The writing in Avakoum Zarhov Versus 07 is very clunky and sometimes I had to read a paragraph again to work out it’s meaning. I am sure that this is due primarily to the translation from the original Slavic language. Some translations appear to be quite literal. Mr. Gulyashki could not possibly be such a poor writer. In some sentences it even appears that words have been omitted. Hardly the worst transgression, but to give you an idea, here’s a passage from the book.
“The man in the white overalls ordered from the dais and now his voice was unusually excited…”
Now I am hardly an expert on language, but surely replacing ‘ordered’ with ‘shouted his orders’ or even ‘commanded’ would read much more smoothly.
Avakoum Zarhov Versus 07 also features a large amount of purple prose.

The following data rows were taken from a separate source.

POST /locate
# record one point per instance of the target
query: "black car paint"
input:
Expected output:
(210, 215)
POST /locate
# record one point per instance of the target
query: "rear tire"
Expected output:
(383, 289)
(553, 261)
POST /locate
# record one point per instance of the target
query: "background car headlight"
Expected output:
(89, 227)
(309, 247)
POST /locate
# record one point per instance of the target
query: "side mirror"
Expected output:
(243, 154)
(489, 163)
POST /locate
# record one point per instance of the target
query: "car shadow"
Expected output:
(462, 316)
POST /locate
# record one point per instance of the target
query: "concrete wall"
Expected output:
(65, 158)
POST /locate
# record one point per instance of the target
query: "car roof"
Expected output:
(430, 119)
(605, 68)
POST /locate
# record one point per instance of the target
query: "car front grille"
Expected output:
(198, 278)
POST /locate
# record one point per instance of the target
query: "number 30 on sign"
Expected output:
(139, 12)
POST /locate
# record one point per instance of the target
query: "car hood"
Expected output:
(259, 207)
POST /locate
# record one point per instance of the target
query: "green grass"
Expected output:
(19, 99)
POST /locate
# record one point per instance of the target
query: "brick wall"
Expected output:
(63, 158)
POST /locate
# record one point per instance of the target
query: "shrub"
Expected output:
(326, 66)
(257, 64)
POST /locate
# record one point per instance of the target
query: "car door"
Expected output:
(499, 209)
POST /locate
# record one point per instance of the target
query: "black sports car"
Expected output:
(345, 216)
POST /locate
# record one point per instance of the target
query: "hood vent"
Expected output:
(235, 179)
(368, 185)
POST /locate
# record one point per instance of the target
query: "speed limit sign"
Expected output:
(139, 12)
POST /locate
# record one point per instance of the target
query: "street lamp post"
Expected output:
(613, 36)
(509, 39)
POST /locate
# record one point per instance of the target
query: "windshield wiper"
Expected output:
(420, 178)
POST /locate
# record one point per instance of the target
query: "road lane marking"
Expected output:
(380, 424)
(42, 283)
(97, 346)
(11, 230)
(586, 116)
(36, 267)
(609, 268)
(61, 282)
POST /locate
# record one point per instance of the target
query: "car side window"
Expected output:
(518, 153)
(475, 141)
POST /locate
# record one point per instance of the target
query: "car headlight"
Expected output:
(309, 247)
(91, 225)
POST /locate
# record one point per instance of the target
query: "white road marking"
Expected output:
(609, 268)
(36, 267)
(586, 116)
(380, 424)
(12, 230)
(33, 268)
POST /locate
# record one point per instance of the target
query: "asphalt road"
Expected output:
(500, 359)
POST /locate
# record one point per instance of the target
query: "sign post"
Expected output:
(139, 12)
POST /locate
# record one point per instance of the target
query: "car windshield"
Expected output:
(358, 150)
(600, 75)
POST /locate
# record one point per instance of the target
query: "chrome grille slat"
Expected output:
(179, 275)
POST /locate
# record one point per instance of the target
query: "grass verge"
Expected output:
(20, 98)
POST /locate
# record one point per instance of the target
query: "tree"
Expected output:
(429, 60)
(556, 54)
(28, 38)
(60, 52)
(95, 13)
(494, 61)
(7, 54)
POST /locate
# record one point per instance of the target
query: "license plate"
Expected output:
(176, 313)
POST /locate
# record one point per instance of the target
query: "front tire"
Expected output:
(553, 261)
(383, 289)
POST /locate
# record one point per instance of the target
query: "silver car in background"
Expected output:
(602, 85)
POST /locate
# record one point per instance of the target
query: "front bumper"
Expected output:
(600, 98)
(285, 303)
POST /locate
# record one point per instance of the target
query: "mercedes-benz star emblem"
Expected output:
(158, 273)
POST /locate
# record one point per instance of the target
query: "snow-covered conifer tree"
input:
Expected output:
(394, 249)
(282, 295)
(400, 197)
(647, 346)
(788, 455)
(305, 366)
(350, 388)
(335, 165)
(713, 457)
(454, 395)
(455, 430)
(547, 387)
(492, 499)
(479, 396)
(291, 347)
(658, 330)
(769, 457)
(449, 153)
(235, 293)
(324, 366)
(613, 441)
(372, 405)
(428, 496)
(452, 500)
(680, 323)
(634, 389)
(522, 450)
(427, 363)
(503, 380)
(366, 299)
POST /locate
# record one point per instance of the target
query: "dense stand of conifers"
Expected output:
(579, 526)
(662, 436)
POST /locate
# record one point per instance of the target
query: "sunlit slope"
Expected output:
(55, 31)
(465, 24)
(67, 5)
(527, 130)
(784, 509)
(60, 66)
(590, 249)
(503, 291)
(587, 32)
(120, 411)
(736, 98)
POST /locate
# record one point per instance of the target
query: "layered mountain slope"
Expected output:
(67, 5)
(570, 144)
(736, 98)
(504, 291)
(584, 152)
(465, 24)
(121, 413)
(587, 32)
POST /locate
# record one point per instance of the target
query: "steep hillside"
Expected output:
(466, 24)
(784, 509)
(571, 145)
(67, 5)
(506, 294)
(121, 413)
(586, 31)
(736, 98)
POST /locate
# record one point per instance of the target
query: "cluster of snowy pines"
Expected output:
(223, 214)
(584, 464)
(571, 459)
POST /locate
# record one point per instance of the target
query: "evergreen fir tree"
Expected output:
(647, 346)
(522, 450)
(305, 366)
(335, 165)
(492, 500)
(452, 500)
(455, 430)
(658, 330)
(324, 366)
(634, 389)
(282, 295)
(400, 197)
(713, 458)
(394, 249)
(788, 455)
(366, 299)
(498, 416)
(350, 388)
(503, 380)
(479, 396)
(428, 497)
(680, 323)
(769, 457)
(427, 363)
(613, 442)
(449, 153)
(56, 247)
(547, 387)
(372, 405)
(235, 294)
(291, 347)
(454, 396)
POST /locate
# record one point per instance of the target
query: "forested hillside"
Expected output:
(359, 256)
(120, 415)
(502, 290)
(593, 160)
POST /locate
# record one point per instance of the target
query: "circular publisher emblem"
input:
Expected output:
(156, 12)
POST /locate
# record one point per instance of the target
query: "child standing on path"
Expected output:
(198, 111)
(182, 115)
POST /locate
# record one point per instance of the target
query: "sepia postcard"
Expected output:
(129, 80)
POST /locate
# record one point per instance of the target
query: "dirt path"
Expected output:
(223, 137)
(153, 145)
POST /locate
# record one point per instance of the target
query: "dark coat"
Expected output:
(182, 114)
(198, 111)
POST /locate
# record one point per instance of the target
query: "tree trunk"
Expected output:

A few highlights from the first few pages include:
‘The black asphalt flowed furiously against him, …”
‘…the rye moved like a swishing sea of gold.’
‘…along the yellow flagstones glittering like a golden river…’
‘Fresh and alive with green leaves, the morning sun streamed into his room…’
I have nothing against good descriptive writing. But in this novel almost every page is littered with clumsy coloured descriptions. Maybe they’d be okay if they flowed with the story, but they are really incongruous. This criticism may be due to the translation, and then again it may be a case of trying too hard to be swinging ‘sixties’. The kaleidoscope of colours is off the chart.
So there it is. Avakoum Zarhov Versus 07 may be one of the rarest books in the Bond canon, but it certainly isn’t one of the best. Apart from the clumsiness of the writing, the book is as Vladislav Pavlov stated above, a Soviet propaganda piece. The Bond character is not presented in a positive light. He is a brutish, sleazy thug, without an ounce of style or class.
The book is a curio at best. For Bond fans I can understand the curiosity and the fascination with it; hey, I am right there with you. But hopefully this review will have dispelled some of the myths surrounding the book. It isn’t that good.